On February 24, 2020, Hollywood movie mogul Harvey Weinstein was convicted of rape and sexual assault in New York and taken to prison in handcuffs at a pivotal moment for the #MeToo movement. An appeals court later overturned the verdict and ordered a new trial, but Weinstein remained behind bars after other convictions.

Also on this date:

In 1803, in its historic decision Marbury v. Madison, the United States Supreme Court established the fundamental principle of judicial review of the constitutionality of laws and statutes.

In 1868, the United States House of Representatives impeached President Andrew Johnson by a vote of 126 to 47 following his attempted impeachment of Secretary of War Edwin M. Stanton; Johnson was later acquitted by the Senate by a single vote.

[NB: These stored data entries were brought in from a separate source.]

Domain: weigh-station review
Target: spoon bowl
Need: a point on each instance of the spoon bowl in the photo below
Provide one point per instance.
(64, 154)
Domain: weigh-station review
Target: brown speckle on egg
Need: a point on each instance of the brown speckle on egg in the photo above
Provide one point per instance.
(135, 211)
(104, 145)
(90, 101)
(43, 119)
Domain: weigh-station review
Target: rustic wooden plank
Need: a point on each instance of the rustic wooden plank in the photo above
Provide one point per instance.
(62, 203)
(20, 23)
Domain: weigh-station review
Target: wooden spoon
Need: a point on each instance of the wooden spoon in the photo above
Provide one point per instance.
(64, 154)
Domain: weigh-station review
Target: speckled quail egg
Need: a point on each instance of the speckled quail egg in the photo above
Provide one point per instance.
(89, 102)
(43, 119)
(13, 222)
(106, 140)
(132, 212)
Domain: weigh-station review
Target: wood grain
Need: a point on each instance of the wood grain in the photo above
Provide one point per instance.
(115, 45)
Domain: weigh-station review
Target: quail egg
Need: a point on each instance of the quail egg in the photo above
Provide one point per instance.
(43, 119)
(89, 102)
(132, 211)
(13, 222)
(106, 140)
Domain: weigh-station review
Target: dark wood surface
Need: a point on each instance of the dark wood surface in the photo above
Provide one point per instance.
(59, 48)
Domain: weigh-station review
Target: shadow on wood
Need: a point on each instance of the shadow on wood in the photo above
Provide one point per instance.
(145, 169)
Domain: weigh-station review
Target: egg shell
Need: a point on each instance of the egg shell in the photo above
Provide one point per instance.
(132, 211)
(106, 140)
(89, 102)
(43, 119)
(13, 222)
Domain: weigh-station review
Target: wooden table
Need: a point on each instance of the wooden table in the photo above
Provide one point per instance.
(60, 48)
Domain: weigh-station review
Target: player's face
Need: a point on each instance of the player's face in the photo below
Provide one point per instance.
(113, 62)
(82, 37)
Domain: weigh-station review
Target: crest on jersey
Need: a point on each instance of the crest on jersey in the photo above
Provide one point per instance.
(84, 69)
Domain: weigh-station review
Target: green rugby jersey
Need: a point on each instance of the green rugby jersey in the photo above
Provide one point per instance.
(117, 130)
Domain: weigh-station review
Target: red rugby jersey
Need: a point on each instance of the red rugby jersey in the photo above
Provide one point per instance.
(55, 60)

In 1942, the SS Struma, a charter ship attempting to transport nearly 800 Jewish refugees from Romania to British Mandate Palestine, was torpedoed by a Soviet submarine in the Black Sea; all but one of the refugees died.

In 1981, a jury in White Plains, New York, found Jean Harris guilty of second-degree murder in the fatal shooting of “Scarsdale Diet” author Dr. Herman Tarnower. (Sentenced to 15 years to life in prison, Harris was pardoned by New York Governor Mario Cuomo in December 1992.)

In 1988, in a decision expanding legal protections against parody and satire, the Supreme Court unanimously overturned a $200,000 award that the Rev. Jerry Falwell had won against Hustler magazine and its publisher, Larry Flynt.

In 1991, the United States began its ground operations in the Gulf War by entering Iraqi-held Kuwait.

In 2008, the Cuban parliament named Raul Castro president, ending the nearly 50-year rule of his brother Fidel, who had announced days earlier that he would not run again. Raul Castro served as president until April 2018.

In 2011, Discovery, the world’s busiest spacecraft, went into orbit for the last time, heading to the International Space Station for a journey marking the beginning of the end of the shuttle era.